1 * auditLog.record("person-1", "RELOCATION_DEDUCTION_EVALUATED", { it.success })
}
}
This version says less, but explains more. Even the test name carries more weight: it names the conditions that make approval correct instead of only saying that approval happens.
The municipality values matter because moving to another municipality is part of the rule. The income value matters because it places the taxpayer above the floor. The approval and reason matter because they are the observable decision. The audit interaction remains because, in this example, it is part of the service’s contract. A downstream process, compliance check, or operations trail may rely on that event being recorded. The message text is different: unless it is promised as a stable contract, it is presentation detail.
The repository is now a Stub(), not a Mock(), because this test does not care how many times the service asks for income. It only needs income to exist as part of the decision.
That is the point of the hard-to-vary lens: make the test strict about the rule and relaxed about everything else.
One example is not always an explanation
The same idea applies to example-based tests.
This test may be correct:
expect:
lateFilingPenaltyPolicy.penalty(21) == 4_200G
But it only records one fact. It does not explain the shape of the rule.
If the rule is “200 per day until the penalty reaches 5,000,” a better test captures the relationship:
class LateFilingPenaltyPolicySpec extends Specification {
def policy = new LateFilingPenaltyPolicy(
dailyPenalty: 200G,
cap: 5_000G
)
def "penalty increases by the daily rate until the cap"() {
expect:
policy.penalty(daysLate) == expectedPenalty
where:
daysLate || expectedPenalty
0 || 0G
1 || 200G
21 || 4_200G
24 || 4_800G
25 || 5_000G
26 || 5_000G
60 || 5_000G
}
}
This test is harder to vary because the examples are not random. They mark the structure of the rule: before the cap, at the cap, and after the cap.
The point is not to add more rows. The point is to choose rows that explain the rule. A table of arbitrary examples is still arbitrary. The value comes from the reason each example is there.
Three questions for every test
When reviewing a test, ask:
1. What is load-bearing?
Which details are necessary for the behavior under test? If a specific value appears in given, it should have a visible reason in then or in the path to the outcome. Keep those details. Remove, default, or soften the rest.
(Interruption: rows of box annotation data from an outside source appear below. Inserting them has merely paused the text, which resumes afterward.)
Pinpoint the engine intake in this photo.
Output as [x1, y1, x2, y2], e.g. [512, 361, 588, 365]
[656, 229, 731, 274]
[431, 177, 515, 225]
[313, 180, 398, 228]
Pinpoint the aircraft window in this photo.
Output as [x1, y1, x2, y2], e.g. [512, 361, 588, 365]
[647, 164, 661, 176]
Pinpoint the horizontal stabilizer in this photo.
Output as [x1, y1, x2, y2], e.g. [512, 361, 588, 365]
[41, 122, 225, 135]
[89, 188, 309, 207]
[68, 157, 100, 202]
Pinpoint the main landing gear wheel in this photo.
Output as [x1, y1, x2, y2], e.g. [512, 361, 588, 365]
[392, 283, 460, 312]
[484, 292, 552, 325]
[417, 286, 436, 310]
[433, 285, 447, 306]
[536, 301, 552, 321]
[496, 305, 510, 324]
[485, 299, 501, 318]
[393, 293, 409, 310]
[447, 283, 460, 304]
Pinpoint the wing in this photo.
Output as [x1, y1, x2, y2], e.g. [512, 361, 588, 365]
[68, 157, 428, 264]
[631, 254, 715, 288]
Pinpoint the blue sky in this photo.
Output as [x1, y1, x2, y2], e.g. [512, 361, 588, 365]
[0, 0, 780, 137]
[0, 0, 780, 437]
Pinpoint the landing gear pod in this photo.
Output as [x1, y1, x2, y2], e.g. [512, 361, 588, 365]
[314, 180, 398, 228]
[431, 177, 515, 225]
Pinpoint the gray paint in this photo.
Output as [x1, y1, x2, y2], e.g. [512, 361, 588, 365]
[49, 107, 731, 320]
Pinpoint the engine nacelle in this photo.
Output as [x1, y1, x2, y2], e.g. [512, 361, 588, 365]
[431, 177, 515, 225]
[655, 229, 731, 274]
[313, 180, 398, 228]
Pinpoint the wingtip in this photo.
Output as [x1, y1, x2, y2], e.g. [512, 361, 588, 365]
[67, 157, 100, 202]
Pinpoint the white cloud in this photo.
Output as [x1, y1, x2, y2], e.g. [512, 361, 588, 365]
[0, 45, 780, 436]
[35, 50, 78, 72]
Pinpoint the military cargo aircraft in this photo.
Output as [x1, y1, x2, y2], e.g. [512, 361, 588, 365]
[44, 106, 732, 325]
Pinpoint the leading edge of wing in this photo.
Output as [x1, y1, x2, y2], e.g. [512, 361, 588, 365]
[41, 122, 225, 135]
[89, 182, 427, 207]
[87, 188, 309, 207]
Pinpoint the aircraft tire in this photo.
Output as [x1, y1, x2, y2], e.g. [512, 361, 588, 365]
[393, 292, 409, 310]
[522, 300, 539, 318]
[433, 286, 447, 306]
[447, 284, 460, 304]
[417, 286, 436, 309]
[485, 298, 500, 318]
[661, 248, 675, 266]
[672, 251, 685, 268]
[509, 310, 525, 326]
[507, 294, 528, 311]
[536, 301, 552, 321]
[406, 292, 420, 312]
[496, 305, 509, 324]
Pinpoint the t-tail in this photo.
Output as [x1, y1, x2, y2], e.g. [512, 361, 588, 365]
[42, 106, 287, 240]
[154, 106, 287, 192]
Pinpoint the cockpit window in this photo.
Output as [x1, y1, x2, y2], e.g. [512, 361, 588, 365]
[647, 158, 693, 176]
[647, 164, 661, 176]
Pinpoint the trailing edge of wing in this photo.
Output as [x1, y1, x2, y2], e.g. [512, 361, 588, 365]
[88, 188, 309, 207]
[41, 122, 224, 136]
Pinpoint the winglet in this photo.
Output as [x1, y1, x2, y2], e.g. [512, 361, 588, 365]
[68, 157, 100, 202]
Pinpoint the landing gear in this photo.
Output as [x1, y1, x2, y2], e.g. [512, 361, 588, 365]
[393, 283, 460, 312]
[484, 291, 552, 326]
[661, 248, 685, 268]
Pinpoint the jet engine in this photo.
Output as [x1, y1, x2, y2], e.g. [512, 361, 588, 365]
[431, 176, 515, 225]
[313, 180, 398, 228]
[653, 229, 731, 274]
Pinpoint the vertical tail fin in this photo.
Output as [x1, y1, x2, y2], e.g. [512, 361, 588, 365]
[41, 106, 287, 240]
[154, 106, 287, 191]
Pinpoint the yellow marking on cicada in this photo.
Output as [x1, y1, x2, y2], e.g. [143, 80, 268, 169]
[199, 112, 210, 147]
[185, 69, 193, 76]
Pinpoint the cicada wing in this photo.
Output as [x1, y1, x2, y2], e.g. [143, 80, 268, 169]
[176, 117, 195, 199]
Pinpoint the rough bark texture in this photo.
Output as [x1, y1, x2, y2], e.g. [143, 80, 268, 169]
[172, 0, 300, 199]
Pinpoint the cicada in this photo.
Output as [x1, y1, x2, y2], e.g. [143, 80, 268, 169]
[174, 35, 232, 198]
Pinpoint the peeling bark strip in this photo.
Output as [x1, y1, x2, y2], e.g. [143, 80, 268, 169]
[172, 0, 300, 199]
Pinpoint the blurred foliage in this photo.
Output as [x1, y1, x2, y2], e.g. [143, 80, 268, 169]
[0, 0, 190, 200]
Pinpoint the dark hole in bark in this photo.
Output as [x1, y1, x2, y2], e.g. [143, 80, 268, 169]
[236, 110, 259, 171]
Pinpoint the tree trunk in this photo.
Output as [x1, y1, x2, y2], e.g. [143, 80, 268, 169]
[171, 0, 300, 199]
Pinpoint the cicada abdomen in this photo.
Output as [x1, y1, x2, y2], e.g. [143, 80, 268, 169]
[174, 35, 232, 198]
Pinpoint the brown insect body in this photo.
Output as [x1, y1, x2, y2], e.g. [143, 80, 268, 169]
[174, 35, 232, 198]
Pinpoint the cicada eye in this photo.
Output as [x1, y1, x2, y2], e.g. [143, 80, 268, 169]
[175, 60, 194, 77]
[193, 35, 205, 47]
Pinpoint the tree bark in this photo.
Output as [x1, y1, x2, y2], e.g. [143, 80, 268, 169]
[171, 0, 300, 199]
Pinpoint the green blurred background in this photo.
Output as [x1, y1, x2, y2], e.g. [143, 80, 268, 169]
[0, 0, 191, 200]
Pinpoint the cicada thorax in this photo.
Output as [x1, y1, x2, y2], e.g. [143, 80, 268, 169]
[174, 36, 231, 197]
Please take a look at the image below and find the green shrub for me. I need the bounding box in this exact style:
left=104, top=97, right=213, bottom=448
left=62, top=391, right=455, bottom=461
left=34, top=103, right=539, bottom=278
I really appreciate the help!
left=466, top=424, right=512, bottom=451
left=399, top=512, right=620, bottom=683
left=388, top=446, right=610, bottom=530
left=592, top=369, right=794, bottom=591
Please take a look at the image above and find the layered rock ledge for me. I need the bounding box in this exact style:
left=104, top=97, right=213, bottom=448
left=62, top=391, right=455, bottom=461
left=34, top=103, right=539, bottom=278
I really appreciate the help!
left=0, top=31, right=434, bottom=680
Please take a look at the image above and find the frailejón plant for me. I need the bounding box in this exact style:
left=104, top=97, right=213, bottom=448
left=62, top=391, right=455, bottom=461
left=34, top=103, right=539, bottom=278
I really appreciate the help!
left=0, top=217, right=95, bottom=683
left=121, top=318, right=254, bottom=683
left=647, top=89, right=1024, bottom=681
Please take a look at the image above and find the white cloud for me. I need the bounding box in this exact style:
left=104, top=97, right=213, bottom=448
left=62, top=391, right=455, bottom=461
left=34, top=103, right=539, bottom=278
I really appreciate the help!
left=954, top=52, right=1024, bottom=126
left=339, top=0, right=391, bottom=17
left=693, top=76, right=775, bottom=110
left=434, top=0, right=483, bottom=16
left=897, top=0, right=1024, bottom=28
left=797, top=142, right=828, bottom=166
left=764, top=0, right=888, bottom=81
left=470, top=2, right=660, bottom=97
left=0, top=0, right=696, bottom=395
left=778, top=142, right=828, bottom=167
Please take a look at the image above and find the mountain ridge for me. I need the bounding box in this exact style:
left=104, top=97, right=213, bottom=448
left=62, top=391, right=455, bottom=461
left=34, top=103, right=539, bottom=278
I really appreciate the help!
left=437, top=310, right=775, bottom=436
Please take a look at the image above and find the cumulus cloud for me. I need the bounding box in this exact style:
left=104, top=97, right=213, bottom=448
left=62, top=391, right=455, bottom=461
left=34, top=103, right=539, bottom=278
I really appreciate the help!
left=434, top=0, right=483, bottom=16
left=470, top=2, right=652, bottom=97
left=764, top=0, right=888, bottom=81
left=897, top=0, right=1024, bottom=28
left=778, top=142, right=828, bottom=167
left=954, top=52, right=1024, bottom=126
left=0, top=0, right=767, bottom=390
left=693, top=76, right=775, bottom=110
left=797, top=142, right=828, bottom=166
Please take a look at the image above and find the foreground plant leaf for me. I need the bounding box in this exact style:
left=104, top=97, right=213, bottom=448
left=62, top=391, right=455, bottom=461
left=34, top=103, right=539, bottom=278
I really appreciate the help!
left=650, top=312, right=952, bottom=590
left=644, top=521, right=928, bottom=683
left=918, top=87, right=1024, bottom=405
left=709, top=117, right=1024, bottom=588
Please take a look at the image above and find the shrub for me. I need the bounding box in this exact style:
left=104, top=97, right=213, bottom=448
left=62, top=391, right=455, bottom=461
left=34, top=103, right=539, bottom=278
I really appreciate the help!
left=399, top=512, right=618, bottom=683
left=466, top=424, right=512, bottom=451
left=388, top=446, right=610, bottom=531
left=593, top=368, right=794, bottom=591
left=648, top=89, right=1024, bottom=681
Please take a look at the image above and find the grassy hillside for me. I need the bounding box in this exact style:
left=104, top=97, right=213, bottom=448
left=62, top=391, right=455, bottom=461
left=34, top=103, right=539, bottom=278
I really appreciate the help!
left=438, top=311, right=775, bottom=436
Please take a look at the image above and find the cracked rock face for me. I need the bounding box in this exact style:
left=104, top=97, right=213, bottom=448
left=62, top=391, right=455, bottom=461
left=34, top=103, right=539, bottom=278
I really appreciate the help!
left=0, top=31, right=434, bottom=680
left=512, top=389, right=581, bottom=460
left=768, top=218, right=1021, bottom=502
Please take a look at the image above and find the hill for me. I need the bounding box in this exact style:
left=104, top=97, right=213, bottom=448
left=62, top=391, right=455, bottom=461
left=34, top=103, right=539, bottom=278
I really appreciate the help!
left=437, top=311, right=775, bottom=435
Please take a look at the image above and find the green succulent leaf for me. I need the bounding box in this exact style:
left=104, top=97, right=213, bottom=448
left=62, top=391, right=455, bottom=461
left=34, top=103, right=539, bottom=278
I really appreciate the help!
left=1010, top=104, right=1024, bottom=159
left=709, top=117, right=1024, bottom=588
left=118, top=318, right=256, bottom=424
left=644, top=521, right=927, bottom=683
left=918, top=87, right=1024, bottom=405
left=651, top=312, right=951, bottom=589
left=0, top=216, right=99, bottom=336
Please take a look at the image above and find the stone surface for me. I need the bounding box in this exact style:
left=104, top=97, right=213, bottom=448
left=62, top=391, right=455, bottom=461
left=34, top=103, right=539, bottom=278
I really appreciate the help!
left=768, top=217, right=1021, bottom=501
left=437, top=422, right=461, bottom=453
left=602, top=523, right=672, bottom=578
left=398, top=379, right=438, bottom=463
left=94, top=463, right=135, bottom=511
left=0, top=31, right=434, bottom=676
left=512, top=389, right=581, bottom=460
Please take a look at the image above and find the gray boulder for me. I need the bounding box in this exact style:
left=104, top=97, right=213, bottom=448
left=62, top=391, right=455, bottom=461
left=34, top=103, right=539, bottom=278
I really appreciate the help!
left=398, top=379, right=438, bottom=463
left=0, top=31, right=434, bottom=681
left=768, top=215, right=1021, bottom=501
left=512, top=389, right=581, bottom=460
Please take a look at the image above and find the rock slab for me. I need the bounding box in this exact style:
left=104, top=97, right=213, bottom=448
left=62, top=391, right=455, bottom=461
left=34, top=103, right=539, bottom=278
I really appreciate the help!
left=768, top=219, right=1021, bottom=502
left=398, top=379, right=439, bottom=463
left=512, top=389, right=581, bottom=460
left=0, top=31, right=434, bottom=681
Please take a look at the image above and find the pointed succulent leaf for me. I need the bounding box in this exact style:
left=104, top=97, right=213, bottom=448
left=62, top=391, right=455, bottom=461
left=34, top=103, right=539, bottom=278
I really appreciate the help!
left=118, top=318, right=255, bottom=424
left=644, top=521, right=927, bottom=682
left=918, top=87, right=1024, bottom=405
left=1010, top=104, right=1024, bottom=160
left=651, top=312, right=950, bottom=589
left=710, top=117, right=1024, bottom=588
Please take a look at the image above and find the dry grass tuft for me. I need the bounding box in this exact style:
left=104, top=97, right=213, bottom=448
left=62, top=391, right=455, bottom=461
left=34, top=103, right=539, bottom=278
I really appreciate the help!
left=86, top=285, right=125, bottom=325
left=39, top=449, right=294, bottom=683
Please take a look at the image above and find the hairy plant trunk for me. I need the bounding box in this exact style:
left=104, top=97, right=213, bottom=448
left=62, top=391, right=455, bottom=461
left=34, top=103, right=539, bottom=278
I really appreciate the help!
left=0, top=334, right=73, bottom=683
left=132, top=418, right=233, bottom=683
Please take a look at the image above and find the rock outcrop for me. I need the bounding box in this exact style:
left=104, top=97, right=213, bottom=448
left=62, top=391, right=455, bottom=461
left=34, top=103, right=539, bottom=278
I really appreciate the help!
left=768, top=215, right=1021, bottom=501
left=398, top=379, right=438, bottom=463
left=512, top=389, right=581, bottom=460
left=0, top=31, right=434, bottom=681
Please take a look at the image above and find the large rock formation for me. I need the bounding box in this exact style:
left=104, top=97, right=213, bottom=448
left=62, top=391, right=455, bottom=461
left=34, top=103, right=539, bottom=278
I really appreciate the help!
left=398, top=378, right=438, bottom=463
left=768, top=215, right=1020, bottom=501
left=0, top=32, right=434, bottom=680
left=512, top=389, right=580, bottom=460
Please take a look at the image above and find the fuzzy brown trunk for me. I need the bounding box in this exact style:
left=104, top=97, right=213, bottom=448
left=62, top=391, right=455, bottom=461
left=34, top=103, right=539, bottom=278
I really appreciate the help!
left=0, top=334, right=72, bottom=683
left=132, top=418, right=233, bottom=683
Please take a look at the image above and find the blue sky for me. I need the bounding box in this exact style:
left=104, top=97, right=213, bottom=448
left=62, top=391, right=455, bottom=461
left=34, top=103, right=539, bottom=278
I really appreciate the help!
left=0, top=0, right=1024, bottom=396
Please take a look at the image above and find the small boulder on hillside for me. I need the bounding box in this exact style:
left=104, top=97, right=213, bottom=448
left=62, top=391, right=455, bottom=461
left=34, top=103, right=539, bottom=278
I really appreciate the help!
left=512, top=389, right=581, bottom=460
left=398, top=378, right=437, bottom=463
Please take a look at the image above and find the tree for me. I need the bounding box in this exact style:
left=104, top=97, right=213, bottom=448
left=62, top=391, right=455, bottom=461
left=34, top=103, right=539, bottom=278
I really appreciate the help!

2. What defect would this test catch?
If the answer is vague, the test probably does not explain its own purpose clearly enough.
3. What should be allowed to change?
A good test should fail when the rule breaks. It should not fail merely because harmless implementation detail changed.
That is where Deutsch’s idea earns its place in day-to-day testing. “Hard to vary” is not a slogan about writing more assertions. It is a discipline for choosing the right assertions.
A test becomes stronger when every strict detail has a reason, every irrelevant detail is absent, and the remaining code explains the behavior it protects.